Von William Vorsatz | 08.04.2008
    Die Hornhaut des Auges kann sich im Laufe des Lebens trüben. Etwa durch Verletzungen, Infektionen oder degenerative Veränderungen im Alter. Dann ist das Sehvermögen eingeschränkt - bis hin zur Erblindung. In solchen Fällen hilft eine Gewebespende. Die Transplantation der Hornhaut von Verstorbenen kann dem getrübten Auge die Sehkraft zurückgeben. Professor Detlev Michael Albrecht vom Universitätsklinikum Dresden:

    "Bei uns am Klinikum sind es etwa 100 Hornhäute pro Jahr, der Bedarf Gesamtdeutschland ist in der Größenordnung bis zu 10.000 anzusetzen und im Moment ist damit der Bedarf noch nicht gedeckt, der also generiert wird aus den Gewebespenden. "

    Derzeit werden nur die dringendsten Fälle berücksichtigt. Wenn es genug Spender gäbe, könnte fast doppelt so oft Hornhautgewebe übertragen werden. Ähnlich sieht es bei Herzklappen oder Blutgefäßen aus. Frank Peter Nitschke, medizinischer Leiter der Deutschen Gesellschaft für Gewebetransplantation:

    "Es gibt im Gewebebereich Situationen, dass Patienten ein großes Blutgefäß haben, was mal durch eine Prothese ersetzt worden ist, diese Prothese ist infiziert hinterher, und diese Infektion droht sich auf den ganzen Körper auszubreiten und dann mit dem Tode des Patienten zu enden. Und um dieses zu beherrschen, kann man ein Gefäß von einem Verstorbenen entnehmen und das diesem Patienten einpflanzen, um die Infektion zu beherrschen, um den Blutfluss wieder herzustellen und um ihm das Leben zu retten. "

    Die Deutsche Gesellschaft für Gewebetransplantation ist ein gemeinnütziges Netzwerk. Drei Hochschulkliniken haben es im vergangenen Jahr gegründet, um Patienten je nach Dringlichkeit mit knappem Spendergewebe zu versorgen. Hier sind verschiedene nicht kommerzielle Gewebedatenbanken miteinander verbunden. Die Gesellschaft arbeitet unabhängig und versorgt auch Empfänger außerhalb der drei Kliniken, je nach Dringlichkeit und Erfolgsaussicht.

    "Die Deutsche Gesellschaft für Gewebetransplantationen hat einen Bestand an Transplantaten in den Banken, für jedes Transplantat gibt es eine Expertengruppe, in dieser Expertengruppe werden solche Verteilungsregeln festgelegt, und dann gibt es eine Gruppe, die aktiv jeden Tag das macht und nach diesen Regeln verteilt. "

    Außerdem informiert die Gesellschaft potentieller Spender.
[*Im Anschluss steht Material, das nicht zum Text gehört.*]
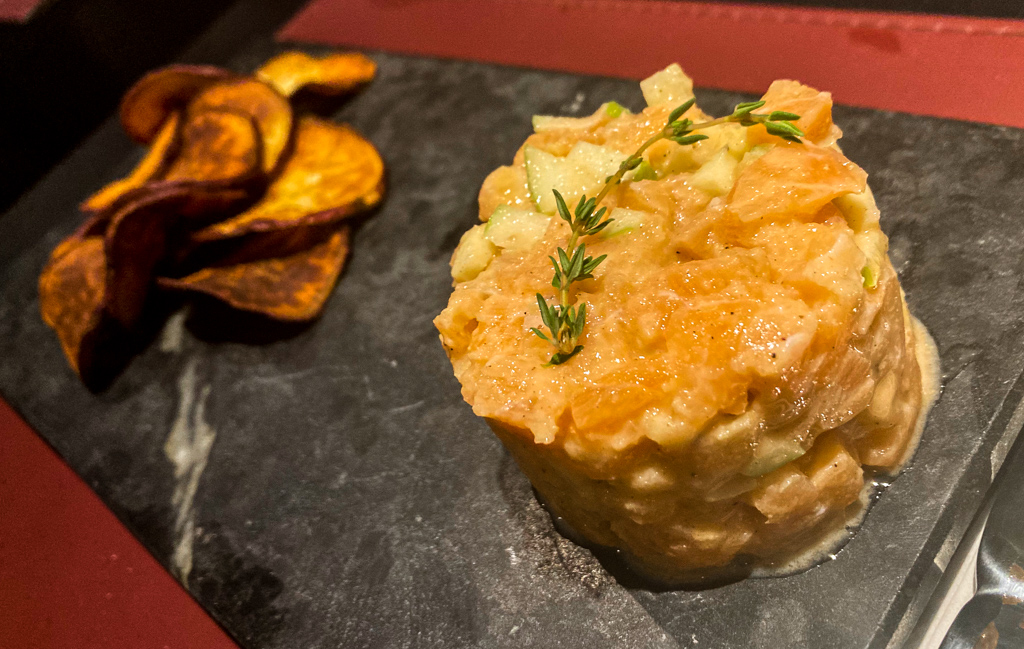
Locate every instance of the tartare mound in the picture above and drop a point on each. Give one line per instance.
(748, 349)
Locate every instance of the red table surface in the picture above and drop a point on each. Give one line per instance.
(17, 10)
(71, 575)
(969, 69)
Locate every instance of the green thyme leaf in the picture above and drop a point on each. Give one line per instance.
(689, 139)
(563, 210)
(613, 110)
(566, 321)
(644, 172)
(560, 357)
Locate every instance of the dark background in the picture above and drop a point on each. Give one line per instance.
(62, 72)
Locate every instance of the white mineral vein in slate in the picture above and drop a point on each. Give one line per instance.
(187, 447)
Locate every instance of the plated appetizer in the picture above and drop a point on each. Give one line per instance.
(724, 349)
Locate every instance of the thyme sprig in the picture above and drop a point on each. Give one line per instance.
(565, 321)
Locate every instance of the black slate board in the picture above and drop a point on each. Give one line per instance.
(351, 499)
Viele Menschen wissen zum Beispiel nicht, dass bestimmte Gewebearten, anders als komplette Organe, noch bis zu mehreren Tagen nach dem Hirntod entnommen werden können.

    Die Gewebespende wird als Unterpunkt bei der Organspende geregelt. So kann sich der Einwilligende auch lediglich für ganz bestimmte Organe oder Gewebe entscheiden, die er nach dem Tod frei gibt. Frank-Peter-Nitschke:

    "Das Problem, was wir aber haben, ist, dass, wenn Menschen heut zu Tage konfrontiert werden mit dieser Thematik, dann sagen sie, Organtransplantation, Organspende ist prima, ist eine gute Sache, man kann Menschen helfen. Und dann ist vom Prinzip her Ende. Sie hören sich das an, aber danach treffen sie dann keine Entscheidung und sagen: ich gehe jetzt hin, hole mir einen Organspendeausweis, ich belese mich noch mal, ich informiere mich noch mal und ich treffe für mich eine Entscheidung. Das findet zu wenig statt. "
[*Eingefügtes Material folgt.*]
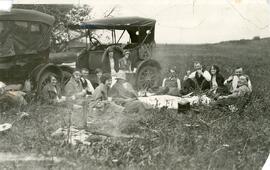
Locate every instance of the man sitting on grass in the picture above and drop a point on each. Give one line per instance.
(87, 85)
(232, 81)
(51, 93)
(197, 80)
(241, 92)
(74, 88)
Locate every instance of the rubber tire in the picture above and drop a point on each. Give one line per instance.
(155, 78)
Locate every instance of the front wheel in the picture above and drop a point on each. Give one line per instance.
(148, 77)
(44, 80)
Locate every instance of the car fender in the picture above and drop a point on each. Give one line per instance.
(150, 62)
(40, 69)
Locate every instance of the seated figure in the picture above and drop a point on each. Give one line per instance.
(10, 98)
(87, 85)
(232, 81)
(51, 93)
(171, 84)
(74, 88)
(197, 80)
(239, 94)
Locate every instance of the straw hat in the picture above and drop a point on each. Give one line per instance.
(126, 52)
(2, 85)
(120, 75)
(5, 127)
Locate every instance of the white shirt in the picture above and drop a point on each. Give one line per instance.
(206, 75)
(112, 65)
(89, 87)
(234, 80)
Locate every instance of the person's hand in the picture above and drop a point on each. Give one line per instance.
(73, 97)
(222, 97)
(200, 72)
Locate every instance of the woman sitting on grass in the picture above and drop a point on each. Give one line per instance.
(241, 92)
(217, 86)
(100, 99)
(171, 84)
(51, 92)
    In den neuen Bundesländern ist die Bereitschaft zu spenden erheblich höher als in den alten Ländern. Den besten Platz nimmt Mecklenburg-Vorpommern ein, wo das Angebot bereits den Bedarf deckt. Ist es die intensive Aufbauarbeit, mit der die Deutsche Gesellschaft für Gewebetransplantation dort bisher präsent war? Eine geringere konfessionelle Bindung? Die Experten wissen es noch nicht. Seit August letzten Jahres gilt ein neues Gewebegesetz. Danach müssen transplantierte Gewebe künftig zentral dokumentiert werden. Erstmals können so überhaupt genug Daten erfasst und statistisch ausgewertet werden. Die Ärzte und Wissenschaftler hoffen, mit diesen Informationen künftig mehr Gewebetransplantationen zu ermöglichen.